Earlier this month, the College released the draft report of the Learning Beyond the Classroom working group, alongside 11 other draft reports from its strategic planning groups. The release of these working group draft reports represents the latest development in a process that began in September 2018 and is expected to have wide ranging effects on many facets of the College’s operations.
Last spring, the Learning Beyond the Classroom working group was formed following an outreach and drafting process that had begun the previous semester. From its inception, the working group was charged with “articulat[ing] the guiding principles for future development of the optimal student-facing programs, services, staffing and facilities to enhance the aforementioned qualities and competencies with which we aim to arm our students,” according to the report.
The working group comprised two student members, two faculty members and two staff members. Essence Perry ’22 and Brenda Xu ’20 served as student members; Head Coach of Swimming Steve Kuster and Asian Studies Professor Li Yu were the faculty members; and Bilal Ansari from the Office of Institutional Diversity and Equity and Meg Bossong ’05 from the Dean’s Office were the staff members.
Vice President of Student Life Steve Klass also served on the working group in a role he described as a “convener.”
According to Klass, who spoke to the Record on behalf of the entire working group, one of the most daunting aspects of the process was the breadth of the team’s charge.
“It [felt] formidable in terms of calibrating the scope of our work, especially given the ambitious timeframe for the process,” Klass said.
Klass said that to tackle the working group’s charge, the members first “identified a list of individuals, organizations and departments whom we felt were essential to advancing our understanding of key issues … and also participated in larger fora.”
Over the course of devising the draft report, Klass says that the group hosted 25 outreach initiatives in order to garner perspectives and feedback.
“Our outreach audiences included student leaders, members of the Board of Trustees, a wide variety of administrative offices, two sets of faculty members (Athletics and the Arts Academic Initiative Working Group), open-ended conversations with the President’s Administrative Group, community meetings at the Log and multiple Strategic Planning group retreats,” the report read.
According to the report, one of the most frequently referenced elements of the learning beyond the campus experience was the residential life system. The working group made numerous recommendations about the operations of residential life at the College.

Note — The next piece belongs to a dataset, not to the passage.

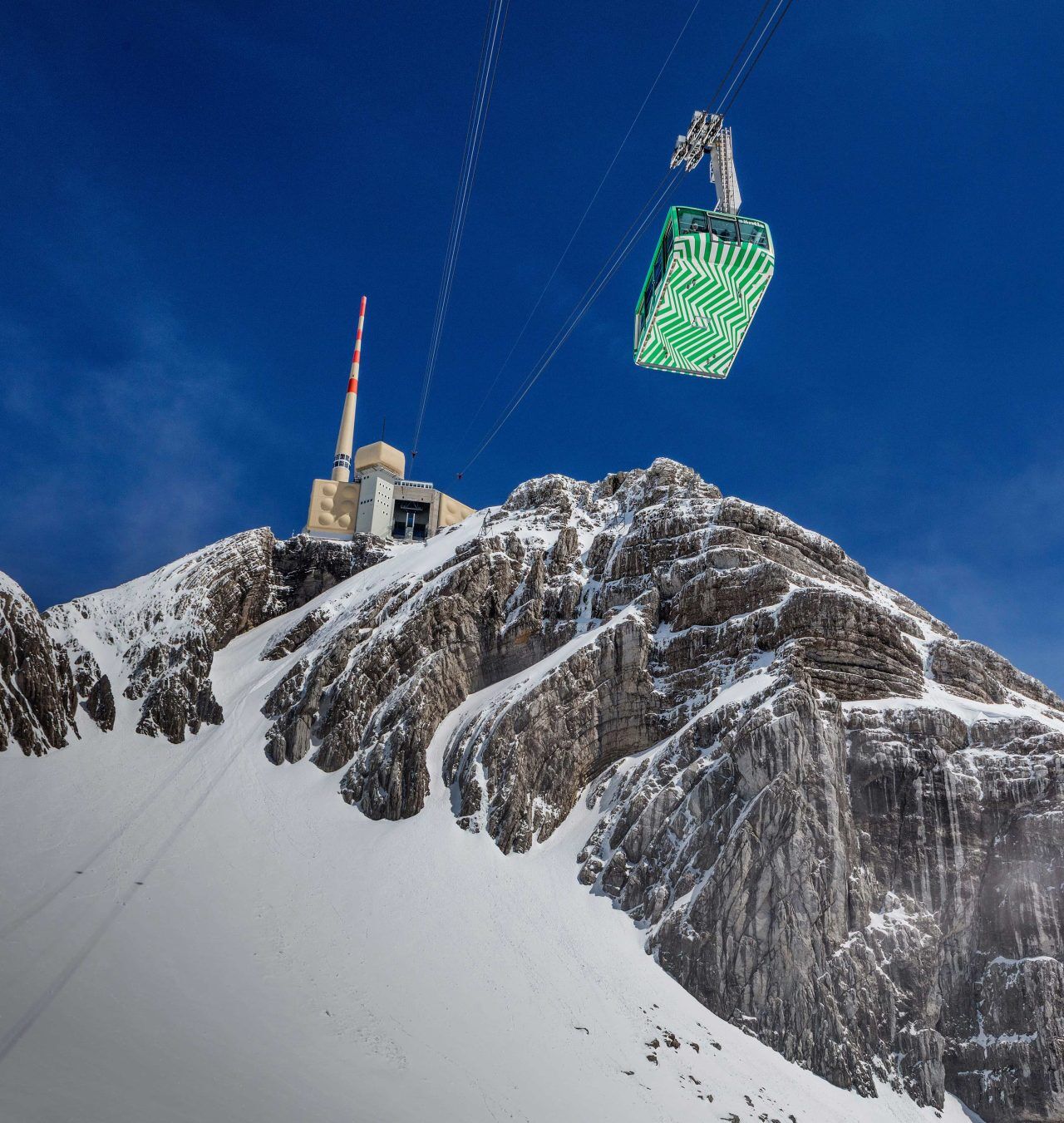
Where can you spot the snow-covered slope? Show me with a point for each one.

Among the most notable is a recommendation that the College “assess the elimination of the current off-campus housing option for seniors.”
This recommendation grew out of a finding by the working group that “off-campus housing becomes de facto available only to a) those students with disposable income to place such a large deposit so far in advance; and b) those students whose social networks are likely to remain fundamentally intact over that time period,” according to the report.

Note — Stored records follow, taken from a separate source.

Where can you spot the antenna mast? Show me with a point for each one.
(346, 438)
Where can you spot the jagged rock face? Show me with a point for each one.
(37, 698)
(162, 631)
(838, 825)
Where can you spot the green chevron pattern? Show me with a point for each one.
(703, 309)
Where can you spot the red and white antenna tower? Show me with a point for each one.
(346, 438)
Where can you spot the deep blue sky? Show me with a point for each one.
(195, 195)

The working group also recommended that the College begin to look into affinity housing as an alternative residential opportunity. “Peer schools have developed many successful programmatic variations on what Williams students are calling affinity housing,” the report read. “We strongly recommend that Williams assess and adapt the best attributes of these programs as alternative residential opportunities within a future housing system.”
Discussions of affinity housing came to a head last year after a Black Student Union town hall and subsequent campus activism raised the issue.
Furthermore, regarding first-year residential life, the working group “recommend[ed] locating robust co-curricular programming in housing, starting with a seminar curriculum that connects all first-year students.” The working group also wrote that it heard “strong support for the development of a programmatically integrated four-year residential program.”
In addition to these proposals, the working group made numerous smaller recommendations regarding student wellbeing and envisioning living spaces that further integrate staff and faculty.
Klass said that he and the members of the working group were ultimately encouraged by the feedback and outreach that comprised the strategic planning process.
“There is something truly special about living and learning at Williams, and we worked hard to underscore that fact while identifying areas we can improve upon collectively to ensure everyone feels as if they can thrive and have the opportunity to positively experience Williams in the same way,” Klass said.
He continued, “We found it extremely heartening that most people were genuinely invested in the future of the liberal arts and of imagining what a Williams of the future with a thriving residential community would look like.”